Background: Clostridium difficile infection (CDI) is a leading cause of healthcare-related infections in humans, and an emerging pathogen in livestock. Studies have shown that breast fed human neonates have lower rates of carriage of C. difficile compared to formular fed babies, and patients with high serum IgG levels are less likely to develop CDI.
Aim: To develop and evaluate a C. difficile toxoid vaccine for pigs.
Methods: Three gravid gilts received either a toxoid vaccine formulated with C. difficile RT014/020 (A+B+CDT-) or RT237 (A-B+CDT+). Each treatment group was assigned to three control adjuvant injected gravid gilts. Rectal swabs (n=188) were obtained from 12 litters after farrowing. Half of the faecal samples (n=94) were collected on the farrowing day (n=44, treatment group) and a second sampling (n=94) done on day 6. Baseline serum was collected from all gilts before vaccine administration and at farrowing, together with colostrum. Selective toxigenic culture and standard molecular methods were used to detect and characterise C. difficile isolates. To evaluate passive immunotransfer, an ELISA was performed on baseline sera and post-immune sera and colostrum. To determine the association between colonisation and vaccination status, a GEE model was fitted to the data.

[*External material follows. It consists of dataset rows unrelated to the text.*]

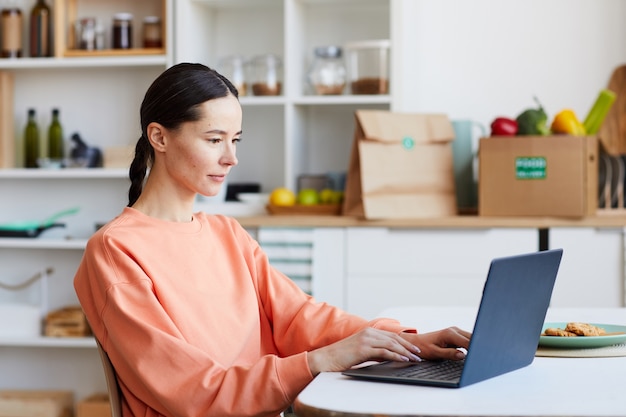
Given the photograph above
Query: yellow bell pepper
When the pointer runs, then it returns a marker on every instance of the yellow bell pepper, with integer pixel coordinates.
(566, 122)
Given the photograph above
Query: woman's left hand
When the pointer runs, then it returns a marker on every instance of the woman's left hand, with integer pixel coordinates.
(441, 344)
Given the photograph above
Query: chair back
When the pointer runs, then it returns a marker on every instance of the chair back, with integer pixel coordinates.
(115, 397)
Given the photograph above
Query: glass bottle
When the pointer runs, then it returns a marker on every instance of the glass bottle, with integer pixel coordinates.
(40, 30)
(122, 31)
(55, 137)
(152, 36)
(11, 23)
(327, 75)
(31, 141)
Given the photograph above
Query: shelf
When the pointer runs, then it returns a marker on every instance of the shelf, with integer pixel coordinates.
(343, 100)
(66, 173)
(42, 243)
(48, 342)
(84, 62)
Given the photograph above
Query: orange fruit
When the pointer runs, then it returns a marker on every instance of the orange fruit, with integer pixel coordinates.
(282, 196)
(308, 197)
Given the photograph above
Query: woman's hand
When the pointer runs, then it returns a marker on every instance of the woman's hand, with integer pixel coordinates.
(368, 344)
(441, 344)
(379, 345)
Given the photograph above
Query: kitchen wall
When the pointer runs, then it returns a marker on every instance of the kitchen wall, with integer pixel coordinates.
(483, 58)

Results: The prevalence of C. difficile overall in piglets was 25% (47/188). Progeny of vaccinated gilts were less likely to shed C. difficile on day 6 than day 5 (p < 0.05, GEE). All serum ELISA titres were higher in vaccinees than controls (4128 vs 96; p < 0.05, Wilcoxon rank sum test), but not colostrum ELISA titres (1408 vs 928; p > 0.05, Wilcoxon rank sum test).
Conclusions: This study suggest that passive immuno-transfer could be important in managing C. difficile carriage and infection in piglets. C. difficile carriage in the present study was lower compared to previous studies in the same piggery (25% vs 67%) suggesting that other factors could be at play, such as the use of sporicidal disinfectants.